The approach used here focuses on two areas: the generation of learning materials and the provision of means of exploration. We will begin with the first.
Most language teaching software is handcrafted and canned. A learner's trajectory through presentations and exercises may vary, but the materials themselves are pre-built and immutable. In the early 1990's, an alternative was considered but never fully developed: generative computer-aided language learning. In generative CALL, materials are not canned but rather synthesized on the fly by some program. It is this approach that we make use of here. It may be represented graphically as follows:

In this model, the grammar of some part of a language is constructed which permits the generation of a set of utterances. These can be as simple as a noun phrase to show agreement between determiner and noun (le livre vs la table) or more complex, either syntactically or representationally (oral vs written, images vs text). Because the system has generated the questions and some set of expected answers, either correct ones or expected problems, it can deal with a learner's response. In the simplest case, the learner's response matches one of the generated patterns. In a more complex case, the system uses its grammar to attempt to synthesize what the learner has produced. So, for example, if a learner is expected to write something like si tu partais (if you left) but instead produces si tu partait, the system can calculate that partait is a possible form generated by the morphology rule to produce the third person imperfect singular. It can then note this and inform the student of the precise nature of the problem. Or again, if the student has reordered words or used a synonym, the system can calculate this.
On the basis of this, the system can analyze the student's answer and respond appropriately. At the same time, by noting regularities in a student's errors, the system can tailor subsequently generated questions to focus on areas of weakness while ignoring areas of strength.
Let us turn now to exploration. Web technologies have now sufficiently advanced that is is possible, without too much effort, to produce dynamic frameworks where a student explores data, by clicking on candidate items, dragging or dropping, or performing some other manipulation.

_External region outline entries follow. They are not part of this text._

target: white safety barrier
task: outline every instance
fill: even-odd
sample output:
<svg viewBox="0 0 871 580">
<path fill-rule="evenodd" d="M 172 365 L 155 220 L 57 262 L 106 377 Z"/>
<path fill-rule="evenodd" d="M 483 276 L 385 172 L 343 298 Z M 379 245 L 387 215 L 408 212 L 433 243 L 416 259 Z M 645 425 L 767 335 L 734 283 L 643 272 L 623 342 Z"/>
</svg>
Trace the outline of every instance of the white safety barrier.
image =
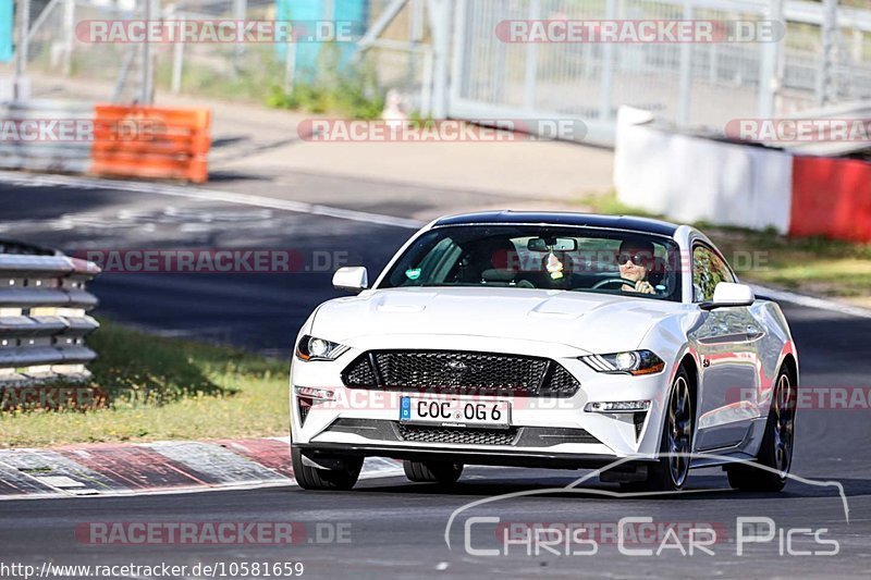
<svg viewBox="0 0 871 580">
<path fill-rule="evenodd" d="M 621 202 L 680 222 L 789 231 L 793 156 L 653 125 L 621 108 L 614 185 Z"/>
</svg>

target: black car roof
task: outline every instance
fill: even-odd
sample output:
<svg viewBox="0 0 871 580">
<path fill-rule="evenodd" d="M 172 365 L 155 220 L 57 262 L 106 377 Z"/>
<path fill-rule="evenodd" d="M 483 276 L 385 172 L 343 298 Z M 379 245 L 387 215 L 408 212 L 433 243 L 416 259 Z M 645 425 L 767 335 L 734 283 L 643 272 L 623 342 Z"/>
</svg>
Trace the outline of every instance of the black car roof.
<svg viewBox="0 0 871 580">
<path fill-rule="evenodd" d="M 664 236 L 674 236 L 678 225 L 649 218 L 635 218 L 631 215 L 599 215 L 596 213 L 576 213 L 571 211 L 481 211 L 477 213 L 463 213 L 442 218 L 433 227 L 443 225 L 471 225 L 471 224 L 512 224 L 512 223 L 541 223 L 555 225 L 579 225 L 589 227 L 606 227 L 645 232 Z"/>
</svg>

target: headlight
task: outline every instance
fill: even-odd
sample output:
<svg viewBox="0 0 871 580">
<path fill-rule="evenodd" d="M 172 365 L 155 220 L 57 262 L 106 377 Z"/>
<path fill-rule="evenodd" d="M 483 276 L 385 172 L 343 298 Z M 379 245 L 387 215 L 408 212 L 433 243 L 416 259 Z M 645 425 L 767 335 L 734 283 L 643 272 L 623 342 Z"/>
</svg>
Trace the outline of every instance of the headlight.
<svg viewBox="0 0 871 580">
<path fill-rule="evenodd" d="M 592 370 L 609 374 L 653 374 L 665 368 L 665 362 L 650 350 L 591 355 L 580 360 Z"/>
<path fill-rule="evenodd" d="M 335 360 L 347 346 L 315 336 L 303 336 L 296 345 L 296 356 L 303 360 Z"/>
</svg>

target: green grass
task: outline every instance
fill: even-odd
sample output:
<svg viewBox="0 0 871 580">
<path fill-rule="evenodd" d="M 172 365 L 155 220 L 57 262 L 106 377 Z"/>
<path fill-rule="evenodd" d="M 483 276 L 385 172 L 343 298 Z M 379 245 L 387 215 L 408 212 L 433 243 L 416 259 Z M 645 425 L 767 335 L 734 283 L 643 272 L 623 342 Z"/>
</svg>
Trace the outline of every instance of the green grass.
<svg viewBox="0 0 871 580">
<path fill-rule="evenodd" d="M 88 344 L 96 405 L 0 411 L 0 447 L 289 433 L 286 362 L 106 321 Z"/>
<path fill-rule="evenodd" d="M 578 203 L 597 213 L 662 218 L 621 203 L 614 192 L 584 196 Z M 695 225 L 717 245 L 743 280 L 871 305 L 871 244 Z"/>
</svg>

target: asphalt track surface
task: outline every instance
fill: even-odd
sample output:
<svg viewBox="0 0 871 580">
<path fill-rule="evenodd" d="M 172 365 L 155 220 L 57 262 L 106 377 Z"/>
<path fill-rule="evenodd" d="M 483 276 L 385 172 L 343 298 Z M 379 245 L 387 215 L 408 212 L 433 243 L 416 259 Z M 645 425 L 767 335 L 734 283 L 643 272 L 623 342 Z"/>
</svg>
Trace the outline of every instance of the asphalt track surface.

We will illustrate this with an example. Let us assume that we want students to explore the difference between the required parts of a sentence (roughly, the subject and predicate, or NP and VP) and those which are optional, such as sentence modifying prepositional phrases. So, we can say At 5, she left or She left, but not *At 5, she, or *At 5, left (except perhaps in telegraphic style). So how to let students explore this? The following snapshot shows one means.

Here we have a sentence composed of multiple elements, each of which may be removed by being dragged into a trashcan.
If an element is optional, it will stay in the trashcan, as the following image shows:

However, if it is not optional, it will slide back out of the trashcan to its original place. (This is accomplished simply by some basic html markup, some CSS and some jQuery.) More importantly, this allows students, either individually, or even better as a group around a single computer, to explore the different possibilities and to formulate an explanation of what they find.
In this example the sentences are hand constructed, but the potential exists to combine this exploration approach with the generative approach shown earlier. In other words, since a grammar can produce a whole range of sentences composed of subject, predicate and modifiers, it can 'seed' a drag and drop exercise with an in principle unending set of new utterances to explore.
These two approaches, generation and exploration, are at the core of our project.